Par Marjolaine Okanga-Guay, Laboratoire de Géomatique de Recherche Appliquée et de Conseil, Département de Géographie, Université Omar Bongo, Libreville, Gabon

A la base spécialisée en Géographie urbaine, l’utilisation de la géomatique comme outil de traitement des problèmes spatiaux m’a emmené à me pencher sur les problèmes environnementaux locaux. Après un parcours personnel qui m’a fait transiter par la France, je me retrouve à enseigner et conduire des recherches au Gabon depuis 2007.

Le Gabon est un pays Atlantique de 267 667km² situé en Afrique Centrale. Couvert aux 3/4 de forêts denses du Bassin de l’Ogooué (faisant partie de l’ensemble du Bassin du Congo), il y existe une forte prédominance à la protection de la nature puisque, depuis 2002, plus de 11% du territoire est affecté aux Parcs et Aires protégées.

Le Gabon est faiblement peuplé : 1 577 938 personnes en 2003. Cette population est concentrée dans quelques agglomérations principales et villages disposées le long des routes.
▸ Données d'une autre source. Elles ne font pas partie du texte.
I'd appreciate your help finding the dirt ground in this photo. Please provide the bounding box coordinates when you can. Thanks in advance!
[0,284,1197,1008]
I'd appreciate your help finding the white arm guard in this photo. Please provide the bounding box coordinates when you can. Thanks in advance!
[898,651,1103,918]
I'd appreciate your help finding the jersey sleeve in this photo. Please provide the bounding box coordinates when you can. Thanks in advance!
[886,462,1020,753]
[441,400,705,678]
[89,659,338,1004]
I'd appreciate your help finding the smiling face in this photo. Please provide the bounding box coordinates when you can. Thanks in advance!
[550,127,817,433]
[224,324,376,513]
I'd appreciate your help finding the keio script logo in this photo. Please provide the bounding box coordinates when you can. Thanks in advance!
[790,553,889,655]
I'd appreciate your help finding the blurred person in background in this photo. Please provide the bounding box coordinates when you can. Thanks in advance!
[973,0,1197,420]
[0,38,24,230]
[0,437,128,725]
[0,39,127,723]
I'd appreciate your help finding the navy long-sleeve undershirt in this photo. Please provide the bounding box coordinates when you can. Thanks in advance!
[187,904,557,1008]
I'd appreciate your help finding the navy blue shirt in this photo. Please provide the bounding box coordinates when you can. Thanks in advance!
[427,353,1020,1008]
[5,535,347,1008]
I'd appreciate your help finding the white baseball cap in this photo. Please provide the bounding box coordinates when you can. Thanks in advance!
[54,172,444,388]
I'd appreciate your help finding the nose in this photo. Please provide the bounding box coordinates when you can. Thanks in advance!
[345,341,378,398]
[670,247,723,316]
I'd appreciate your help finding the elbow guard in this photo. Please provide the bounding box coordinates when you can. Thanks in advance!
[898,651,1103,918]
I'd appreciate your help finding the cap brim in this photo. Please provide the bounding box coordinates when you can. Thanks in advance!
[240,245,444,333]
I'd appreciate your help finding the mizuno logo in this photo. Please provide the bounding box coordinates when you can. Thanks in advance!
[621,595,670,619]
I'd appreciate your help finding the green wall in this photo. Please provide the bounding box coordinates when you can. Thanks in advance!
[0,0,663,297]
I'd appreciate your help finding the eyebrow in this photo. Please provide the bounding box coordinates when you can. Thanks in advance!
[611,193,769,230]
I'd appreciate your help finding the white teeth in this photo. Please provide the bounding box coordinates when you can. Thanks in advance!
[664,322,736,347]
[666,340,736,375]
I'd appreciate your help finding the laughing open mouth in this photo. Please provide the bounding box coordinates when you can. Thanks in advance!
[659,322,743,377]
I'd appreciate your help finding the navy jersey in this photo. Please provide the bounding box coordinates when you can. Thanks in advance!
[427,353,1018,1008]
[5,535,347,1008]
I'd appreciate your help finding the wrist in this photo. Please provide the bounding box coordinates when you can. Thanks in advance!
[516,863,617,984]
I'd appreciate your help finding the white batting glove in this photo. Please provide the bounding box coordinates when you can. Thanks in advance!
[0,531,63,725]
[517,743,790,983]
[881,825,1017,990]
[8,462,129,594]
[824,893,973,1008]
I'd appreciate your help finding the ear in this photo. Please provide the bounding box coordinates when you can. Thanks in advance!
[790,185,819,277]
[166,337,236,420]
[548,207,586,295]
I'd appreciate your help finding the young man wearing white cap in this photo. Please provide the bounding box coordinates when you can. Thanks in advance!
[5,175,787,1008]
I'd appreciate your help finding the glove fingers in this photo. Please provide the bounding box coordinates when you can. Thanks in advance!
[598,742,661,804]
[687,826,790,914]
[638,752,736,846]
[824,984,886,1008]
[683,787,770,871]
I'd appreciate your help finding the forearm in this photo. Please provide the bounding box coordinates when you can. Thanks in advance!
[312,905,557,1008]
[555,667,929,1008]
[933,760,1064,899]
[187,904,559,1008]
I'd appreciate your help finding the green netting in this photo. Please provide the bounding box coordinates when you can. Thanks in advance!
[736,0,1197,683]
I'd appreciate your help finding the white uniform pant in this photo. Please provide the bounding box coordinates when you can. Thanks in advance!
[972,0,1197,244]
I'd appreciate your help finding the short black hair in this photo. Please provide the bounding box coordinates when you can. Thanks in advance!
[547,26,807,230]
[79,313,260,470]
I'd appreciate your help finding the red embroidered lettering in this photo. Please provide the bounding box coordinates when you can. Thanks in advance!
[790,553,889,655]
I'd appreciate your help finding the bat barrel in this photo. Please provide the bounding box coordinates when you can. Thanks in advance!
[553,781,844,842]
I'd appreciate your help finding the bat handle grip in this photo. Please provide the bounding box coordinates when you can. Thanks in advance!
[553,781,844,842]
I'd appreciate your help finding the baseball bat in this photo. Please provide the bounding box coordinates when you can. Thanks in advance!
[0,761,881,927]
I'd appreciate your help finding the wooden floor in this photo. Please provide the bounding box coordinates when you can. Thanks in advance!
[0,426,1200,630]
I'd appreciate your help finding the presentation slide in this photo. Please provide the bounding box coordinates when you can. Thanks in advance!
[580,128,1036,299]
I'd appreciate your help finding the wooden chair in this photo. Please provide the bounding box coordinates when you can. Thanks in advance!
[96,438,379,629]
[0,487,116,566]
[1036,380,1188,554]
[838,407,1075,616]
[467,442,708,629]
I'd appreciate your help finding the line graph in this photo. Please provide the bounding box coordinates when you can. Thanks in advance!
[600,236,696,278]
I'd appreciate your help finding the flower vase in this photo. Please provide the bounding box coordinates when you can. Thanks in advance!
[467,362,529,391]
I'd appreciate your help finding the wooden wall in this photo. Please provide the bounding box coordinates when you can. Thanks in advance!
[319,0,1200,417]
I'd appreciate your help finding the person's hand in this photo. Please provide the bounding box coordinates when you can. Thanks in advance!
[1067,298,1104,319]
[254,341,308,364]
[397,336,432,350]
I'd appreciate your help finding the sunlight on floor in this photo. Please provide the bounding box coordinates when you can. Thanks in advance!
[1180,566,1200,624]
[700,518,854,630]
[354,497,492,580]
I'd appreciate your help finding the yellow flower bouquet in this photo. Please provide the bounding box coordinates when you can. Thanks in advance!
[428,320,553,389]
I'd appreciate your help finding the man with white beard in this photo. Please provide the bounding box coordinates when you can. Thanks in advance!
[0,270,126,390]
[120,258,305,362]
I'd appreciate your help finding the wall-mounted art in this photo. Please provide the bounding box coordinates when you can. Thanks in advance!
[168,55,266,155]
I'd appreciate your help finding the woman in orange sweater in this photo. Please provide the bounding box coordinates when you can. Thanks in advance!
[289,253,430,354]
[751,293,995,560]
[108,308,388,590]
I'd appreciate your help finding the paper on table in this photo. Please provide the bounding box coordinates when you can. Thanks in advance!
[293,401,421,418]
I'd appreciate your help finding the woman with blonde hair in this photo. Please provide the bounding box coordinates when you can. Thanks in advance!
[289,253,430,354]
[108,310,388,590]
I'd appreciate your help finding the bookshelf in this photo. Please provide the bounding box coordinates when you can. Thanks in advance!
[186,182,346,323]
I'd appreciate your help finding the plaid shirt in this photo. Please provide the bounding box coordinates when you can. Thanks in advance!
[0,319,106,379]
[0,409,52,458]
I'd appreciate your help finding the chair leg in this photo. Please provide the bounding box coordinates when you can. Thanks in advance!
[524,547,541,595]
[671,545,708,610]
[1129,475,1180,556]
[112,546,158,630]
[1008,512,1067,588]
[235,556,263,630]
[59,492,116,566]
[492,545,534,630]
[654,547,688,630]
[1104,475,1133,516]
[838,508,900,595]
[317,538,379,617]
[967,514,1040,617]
Ce sont essentiellement les quelques grandes villes qui font subir des pressions sur les écosystèmes naturels. Des modifications importantes se déroulent particulièrement sur les fronts urbains de Libreville, la capitale.

Le système universitaire public gabonais, aux ressources matérielles et financières limitées, nous oblige à user d’un haut degré de débrouillardise, de patience et d’imagination pour la transmission des connaissances. Des effectifs pléthoriques (500 à 600 étudiants dans une classe ne pouvant qu’accueillir normalement 250) posent des défis extrêmes lors des cours magistraux, des travaux pratiques et des évaluations. Or, de toute cette masse surgissent quelques perles qui justifient cette tâche difficile.

Historiquement, la science était l’apanage de la France et cette présence y est toujours forte. Le savoir et les compétences ont été longtemps importés du Nord. Pourtant, de nouvelles initiatives de collaborations sud-sud permettent aux Africains de se pencher sur des problématiques propres à leurs contextes. C’est pourquoi les décideurs gabonais ont créé, entre autres, l’Agence Gabonaise d’Etudes et d’Observations Spatiales et le Plan National de Géomatique qui indiquent une volonté de moderniser les outils de gestion du territoire afin de développer le pays. Mais leur jeunesse (2010-2011) ne permet pas encore une utilisation optimale des différents outils et services qu’ils proposent.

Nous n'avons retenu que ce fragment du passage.